Answer: Middle 90% leaves 5% in each tail. Z = +/-1.645. Lower = 3.4 - 1.645(0.5) = 2.58 kg. Upper = 3.4 + 1.645(0.5) = 4.22 kg. The middle 90% of newborns weigh between 2.58 and 4.22 kg.

Question 3

If X is normal with mean 100 and SD 15, find P(85 < X < 115).

Answer: Z_lower = (85-100)/15 = -1.0. Z_upper = (115-100)/15 = 1.0. P(-1 < Z < 1) = 0.8413 - 0.1587 = 0.6827. About 68.27% of values fall within one standard deviation, consistent with the empirical rule.

Key Takeaways

  • The normal distribution is fully described by two parameters: mean (center) and standard deviation (spread).
  • The empirical rule (68-95-99.7) provides quick probability estimates for values within 1, 2, or 3 SDs of the mean.
  • Any normal distribution can be standardized using Z = (X-mean)/SD to use standard normal tables.
  • The Central Limit Theorem makes the normal distribution applicable to sample means regardless of population shape.
  • Always verify approximate normality before using normal-based methods on raw data (histograms, Q-Q plots, Shapiro-Wilk test).

Frequently Asked Questions

What is the normal distribution?

The normal distribution is a continuous probability distribution characterized by its bell-shaped curve, symmetric about the mean. It is defined by two parameters: the mean (μ) which determines the center, and the standard deviation (σ) which determines the spread. Many natural phenomena follow a normal distribution due to the Central Limit Theorem — the sum of many independent random variables tends toward a normal distribution regardless of the original distributions.

What is the difference between PDF and CDF?

The PDF (probability density function) gives the relative likelihood of a continuous random variable taking a specific value — it is the height of the bell curve at that point. The CDF (cumulative distribution function) gives the probability that the variable is less than or equal to a value — it is the area under the curve to the left of that point. For continuous distributions, P(X = x) = 0; only intervals have non-zero probability, which is why we use the CDF.

How do I interpret a z-score?

A z-score tells you how many standard deviations a value is from the mean. Z = 0 means the value equals the mean. Z = 1 means one standard deviation above the mean (84th percentile). Z = -2 means two standard deviations below the mean (2.3rd percentile). Z-scores allow comparison across different normal distributions — a z-score of 2 is equally unusual whether the original data is heights, test scores, or temperatures.
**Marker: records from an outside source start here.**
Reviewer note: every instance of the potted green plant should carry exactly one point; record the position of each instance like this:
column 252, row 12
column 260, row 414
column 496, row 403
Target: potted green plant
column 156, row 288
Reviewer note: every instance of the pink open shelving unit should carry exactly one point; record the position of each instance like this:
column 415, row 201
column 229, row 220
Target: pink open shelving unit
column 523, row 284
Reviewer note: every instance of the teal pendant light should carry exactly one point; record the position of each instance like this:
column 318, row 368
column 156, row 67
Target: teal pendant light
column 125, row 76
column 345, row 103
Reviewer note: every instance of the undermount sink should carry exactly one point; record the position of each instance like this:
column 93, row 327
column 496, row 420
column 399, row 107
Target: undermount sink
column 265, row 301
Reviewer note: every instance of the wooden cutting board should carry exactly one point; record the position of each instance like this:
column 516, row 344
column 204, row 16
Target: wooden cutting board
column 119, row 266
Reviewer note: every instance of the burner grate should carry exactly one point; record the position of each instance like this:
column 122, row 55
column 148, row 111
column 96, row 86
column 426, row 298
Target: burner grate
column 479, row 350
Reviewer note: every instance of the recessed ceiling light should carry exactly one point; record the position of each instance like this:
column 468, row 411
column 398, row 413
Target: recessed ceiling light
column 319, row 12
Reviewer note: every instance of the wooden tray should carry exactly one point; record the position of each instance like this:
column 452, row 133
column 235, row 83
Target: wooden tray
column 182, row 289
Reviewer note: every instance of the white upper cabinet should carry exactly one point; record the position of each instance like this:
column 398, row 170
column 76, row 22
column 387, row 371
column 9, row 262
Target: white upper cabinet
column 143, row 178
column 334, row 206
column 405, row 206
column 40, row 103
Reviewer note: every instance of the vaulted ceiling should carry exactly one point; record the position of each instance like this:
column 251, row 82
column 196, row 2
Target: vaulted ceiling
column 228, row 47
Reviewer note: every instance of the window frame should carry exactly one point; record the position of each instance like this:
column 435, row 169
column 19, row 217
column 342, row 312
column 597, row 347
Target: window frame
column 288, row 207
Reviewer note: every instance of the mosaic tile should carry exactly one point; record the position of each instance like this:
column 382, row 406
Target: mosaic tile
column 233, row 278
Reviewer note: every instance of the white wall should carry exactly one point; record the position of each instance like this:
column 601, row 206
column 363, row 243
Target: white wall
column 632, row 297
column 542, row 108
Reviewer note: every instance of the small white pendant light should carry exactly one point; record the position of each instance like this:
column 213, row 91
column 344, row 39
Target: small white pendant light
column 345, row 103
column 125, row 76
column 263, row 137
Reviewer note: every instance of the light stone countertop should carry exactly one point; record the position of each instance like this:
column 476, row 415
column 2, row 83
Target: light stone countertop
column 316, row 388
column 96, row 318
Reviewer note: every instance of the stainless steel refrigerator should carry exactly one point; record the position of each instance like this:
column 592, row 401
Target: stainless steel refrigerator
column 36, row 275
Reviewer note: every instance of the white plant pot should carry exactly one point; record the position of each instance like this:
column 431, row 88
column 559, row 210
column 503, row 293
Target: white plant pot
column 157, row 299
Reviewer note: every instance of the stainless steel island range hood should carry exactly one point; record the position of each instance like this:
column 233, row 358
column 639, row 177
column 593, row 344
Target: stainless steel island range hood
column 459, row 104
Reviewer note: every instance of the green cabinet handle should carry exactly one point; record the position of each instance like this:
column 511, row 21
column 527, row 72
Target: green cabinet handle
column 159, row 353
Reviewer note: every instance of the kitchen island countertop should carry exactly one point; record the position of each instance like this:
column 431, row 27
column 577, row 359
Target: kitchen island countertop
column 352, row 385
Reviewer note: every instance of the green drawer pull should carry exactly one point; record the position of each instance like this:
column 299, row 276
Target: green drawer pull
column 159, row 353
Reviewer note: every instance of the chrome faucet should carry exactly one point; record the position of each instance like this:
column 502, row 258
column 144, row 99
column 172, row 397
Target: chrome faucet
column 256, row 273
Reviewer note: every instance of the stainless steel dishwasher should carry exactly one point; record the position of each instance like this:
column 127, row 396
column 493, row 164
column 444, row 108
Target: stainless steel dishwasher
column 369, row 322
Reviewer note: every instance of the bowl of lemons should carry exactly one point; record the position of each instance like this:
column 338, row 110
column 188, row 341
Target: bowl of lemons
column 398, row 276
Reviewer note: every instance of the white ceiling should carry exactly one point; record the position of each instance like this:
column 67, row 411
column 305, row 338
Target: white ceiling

When should I use the normal distribution?

Use the normal distribution when: (1) data is continuous and symmetric around the mean; (2) the Central Limit Theorem applies (sample means of large samples); (3) measurement errors; (4) natural biological measurements (height, weight, blood pressure); (5) quality control (process variation). Do NOT use it for: skewed data, count data (use Poisson), binary outcomes (use binomial), or data with hard boundaries (like income, which is right-skewed).
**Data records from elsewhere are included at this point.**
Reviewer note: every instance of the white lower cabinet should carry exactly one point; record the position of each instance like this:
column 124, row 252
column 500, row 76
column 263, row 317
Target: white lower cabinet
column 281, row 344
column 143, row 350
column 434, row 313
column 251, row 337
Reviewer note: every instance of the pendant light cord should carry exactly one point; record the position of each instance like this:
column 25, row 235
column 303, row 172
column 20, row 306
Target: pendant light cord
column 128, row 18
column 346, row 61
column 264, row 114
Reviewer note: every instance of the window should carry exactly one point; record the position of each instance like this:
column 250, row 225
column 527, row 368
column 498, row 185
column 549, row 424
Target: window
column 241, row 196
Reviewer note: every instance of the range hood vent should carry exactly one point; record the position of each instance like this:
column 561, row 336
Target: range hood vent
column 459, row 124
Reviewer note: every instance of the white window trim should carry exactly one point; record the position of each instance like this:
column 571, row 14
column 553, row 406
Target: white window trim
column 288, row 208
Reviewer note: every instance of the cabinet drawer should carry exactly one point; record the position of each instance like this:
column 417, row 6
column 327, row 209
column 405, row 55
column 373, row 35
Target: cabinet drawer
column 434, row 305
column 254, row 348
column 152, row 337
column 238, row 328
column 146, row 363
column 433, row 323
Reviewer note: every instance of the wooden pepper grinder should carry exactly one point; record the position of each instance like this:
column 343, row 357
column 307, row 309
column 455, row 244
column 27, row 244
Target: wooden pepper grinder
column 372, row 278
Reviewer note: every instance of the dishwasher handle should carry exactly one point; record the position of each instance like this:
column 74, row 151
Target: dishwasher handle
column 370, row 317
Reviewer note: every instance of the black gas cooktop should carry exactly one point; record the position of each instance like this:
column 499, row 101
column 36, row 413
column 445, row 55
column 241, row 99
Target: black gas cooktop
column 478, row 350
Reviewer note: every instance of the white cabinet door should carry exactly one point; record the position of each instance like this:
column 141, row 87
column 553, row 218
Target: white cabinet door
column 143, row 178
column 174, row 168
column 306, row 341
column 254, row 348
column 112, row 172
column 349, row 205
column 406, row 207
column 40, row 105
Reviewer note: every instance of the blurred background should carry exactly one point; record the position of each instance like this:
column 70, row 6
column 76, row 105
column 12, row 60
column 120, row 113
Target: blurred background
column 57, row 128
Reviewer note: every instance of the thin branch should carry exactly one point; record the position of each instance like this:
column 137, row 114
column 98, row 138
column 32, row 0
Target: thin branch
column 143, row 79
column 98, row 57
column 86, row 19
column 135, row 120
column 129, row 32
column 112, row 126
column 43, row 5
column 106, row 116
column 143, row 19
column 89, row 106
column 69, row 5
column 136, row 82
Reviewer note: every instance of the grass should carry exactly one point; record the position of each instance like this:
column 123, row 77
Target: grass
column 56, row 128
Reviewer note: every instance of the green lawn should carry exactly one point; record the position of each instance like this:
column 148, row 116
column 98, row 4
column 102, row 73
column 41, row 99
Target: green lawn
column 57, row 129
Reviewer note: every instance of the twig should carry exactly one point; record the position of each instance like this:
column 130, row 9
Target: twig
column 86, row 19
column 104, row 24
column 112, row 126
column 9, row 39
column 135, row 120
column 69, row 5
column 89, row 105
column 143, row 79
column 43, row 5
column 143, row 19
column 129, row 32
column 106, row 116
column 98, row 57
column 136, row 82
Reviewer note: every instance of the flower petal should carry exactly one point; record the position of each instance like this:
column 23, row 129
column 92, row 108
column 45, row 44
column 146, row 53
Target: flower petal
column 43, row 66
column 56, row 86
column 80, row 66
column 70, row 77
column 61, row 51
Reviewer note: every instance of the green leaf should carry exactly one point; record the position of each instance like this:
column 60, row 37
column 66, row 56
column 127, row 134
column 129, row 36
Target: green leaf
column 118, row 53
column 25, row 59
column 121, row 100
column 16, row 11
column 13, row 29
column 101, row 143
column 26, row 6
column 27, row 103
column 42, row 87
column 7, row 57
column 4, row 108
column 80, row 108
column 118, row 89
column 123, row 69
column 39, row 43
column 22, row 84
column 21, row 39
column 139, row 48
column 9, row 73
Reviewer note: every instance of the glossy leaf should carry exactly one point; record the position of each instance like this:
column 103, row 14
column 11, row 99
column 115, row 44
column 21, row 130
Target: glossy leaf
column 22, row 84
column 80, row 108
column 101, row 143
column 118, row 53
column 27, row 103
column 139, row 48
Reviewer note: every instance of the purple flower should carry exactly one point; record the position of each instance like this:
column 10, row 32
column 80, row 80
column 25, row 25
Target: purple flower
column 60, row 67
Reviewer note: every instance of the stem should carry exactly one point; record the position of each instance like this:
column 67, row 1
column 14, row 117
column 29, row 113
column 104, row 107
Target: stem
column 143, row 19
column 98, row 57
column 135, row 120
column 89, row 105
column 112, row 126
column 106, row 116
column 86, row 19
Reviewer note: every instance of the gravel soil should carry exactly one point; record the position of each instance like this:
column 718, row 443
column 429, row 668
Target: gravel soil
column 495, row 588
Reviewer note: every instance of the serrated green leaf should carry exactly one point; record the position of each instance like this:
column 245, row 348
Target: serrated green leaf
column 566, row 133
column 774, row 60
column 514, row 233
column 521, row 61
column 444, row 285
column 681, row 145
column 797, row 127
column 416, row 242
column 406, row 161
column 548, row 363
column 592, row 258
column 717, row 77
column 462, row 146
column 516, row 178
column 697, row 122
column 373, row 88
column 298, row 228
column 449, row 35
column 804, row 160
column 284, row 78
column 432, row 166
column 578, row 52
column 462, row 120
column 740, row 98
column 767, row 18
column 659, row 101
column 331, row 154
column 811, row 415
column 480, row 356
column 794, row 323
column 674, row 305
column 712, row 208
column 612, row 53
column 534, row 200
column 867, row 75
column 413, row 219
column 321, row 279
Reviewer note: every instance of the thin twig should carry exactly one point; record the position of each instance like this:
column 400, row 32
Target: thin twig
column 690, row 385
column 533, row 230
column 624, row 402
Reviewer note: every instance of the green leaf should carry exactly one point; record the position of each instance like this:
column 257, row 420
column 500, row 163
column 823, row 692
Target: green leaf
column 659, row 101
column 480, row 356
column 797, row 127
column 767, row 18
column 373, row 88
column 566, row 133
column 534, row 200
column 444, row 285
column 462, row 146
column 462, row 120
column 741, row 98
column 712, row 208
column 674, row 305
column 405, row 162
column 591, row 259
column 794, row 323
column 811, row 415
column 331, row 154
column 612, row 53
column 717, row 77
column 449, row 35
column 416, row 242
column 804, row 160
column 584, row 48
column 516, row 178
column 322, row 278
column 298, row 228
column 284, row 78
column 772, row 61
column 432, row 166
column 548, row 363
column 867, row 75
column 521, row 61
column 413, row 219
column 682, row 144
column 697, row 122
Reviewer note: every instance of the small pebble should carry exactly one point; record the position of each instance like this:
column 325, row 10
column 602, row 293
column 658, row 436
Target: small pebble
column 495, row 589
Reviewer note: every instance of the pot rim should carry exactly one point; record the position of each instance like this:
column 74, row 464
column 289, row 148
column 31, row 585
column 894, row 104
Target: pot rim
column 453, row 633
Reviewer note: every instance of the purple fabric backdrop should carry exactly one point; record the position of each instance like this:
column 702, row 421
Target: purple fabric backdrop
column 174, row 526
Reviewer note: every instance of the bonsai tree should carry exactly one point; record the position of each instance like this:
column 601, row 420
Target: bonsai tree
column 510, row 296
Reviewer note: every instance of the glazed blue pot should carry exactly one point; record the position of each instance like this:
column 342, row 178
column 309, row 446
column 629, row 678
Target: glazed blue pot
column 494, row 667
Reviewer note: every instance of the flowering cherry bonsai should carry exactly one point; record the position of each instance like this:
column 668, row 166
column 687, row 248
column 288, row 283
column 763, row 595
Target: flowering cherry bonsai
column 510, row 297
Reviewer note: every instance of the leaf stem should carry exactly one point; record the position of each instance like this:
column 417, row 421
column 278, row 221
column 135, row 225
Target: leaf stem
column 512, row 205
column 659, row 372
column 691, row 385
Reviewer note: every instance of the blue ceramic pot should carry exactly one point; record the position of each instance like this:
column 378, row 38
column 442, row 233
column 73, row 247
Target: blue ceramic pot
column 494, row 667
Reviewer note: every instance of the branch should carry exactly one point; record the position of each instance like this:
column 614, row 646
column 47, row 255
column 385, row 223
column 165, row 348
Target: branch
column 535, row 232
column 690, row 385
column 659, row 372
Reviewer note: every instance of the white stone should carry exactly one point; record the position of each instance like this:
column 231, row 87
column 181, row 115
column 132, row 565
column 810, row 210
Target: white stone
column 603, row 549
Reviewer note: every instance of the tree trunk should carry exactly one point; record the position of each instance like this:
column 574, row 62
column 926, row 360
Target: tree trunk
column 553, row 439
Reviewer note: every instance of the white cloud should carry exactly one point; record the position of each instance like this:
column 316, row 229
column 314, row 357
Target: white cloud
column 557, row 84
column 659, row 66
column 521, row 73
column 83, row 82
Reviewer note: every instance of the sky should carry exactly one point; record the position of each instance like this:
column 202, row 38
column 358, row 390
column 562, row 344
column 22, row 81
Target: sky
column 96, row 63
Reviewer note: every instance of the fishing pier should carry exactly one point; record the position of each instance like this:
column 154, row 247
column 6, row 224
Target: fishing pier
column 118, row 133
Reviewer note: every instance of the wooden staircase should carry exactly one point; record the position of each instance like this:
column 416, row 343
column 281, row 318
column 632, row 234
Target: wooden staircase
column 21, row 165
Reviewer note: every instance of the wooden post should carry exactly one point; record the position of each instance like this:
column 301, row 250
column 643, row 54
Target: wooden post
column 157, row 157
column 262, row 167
What is the 68-95-99.7 rule?

The empirical rule states that for a normal distribution: approximately 68.27% of data falls within ±1σ of the mean, 95.45% within ±2σ, and 99.73% within ±3σ. This means values beyond 3σ are extremely rare (0.27% or about 1 in 370). In quality control, the "six sigma" standard means defects beyond 6σ — only 3.4 per million opportunities. This rule provides quick probability estimates without calculation.

What is the Central Limit Theorem?

The Central Limit Theorem (CLT) states that the sampling distribution of the sample mean approaches a normal distribution as sample size increases, regardless of the population distribution. For most distributions, n ≥ 30 is sufficient. The sampling distribution has mean = population mean and standard error = σ/√n. This is why the normal distribution is so important — it applies to sample means even when individual data is not normally distributed.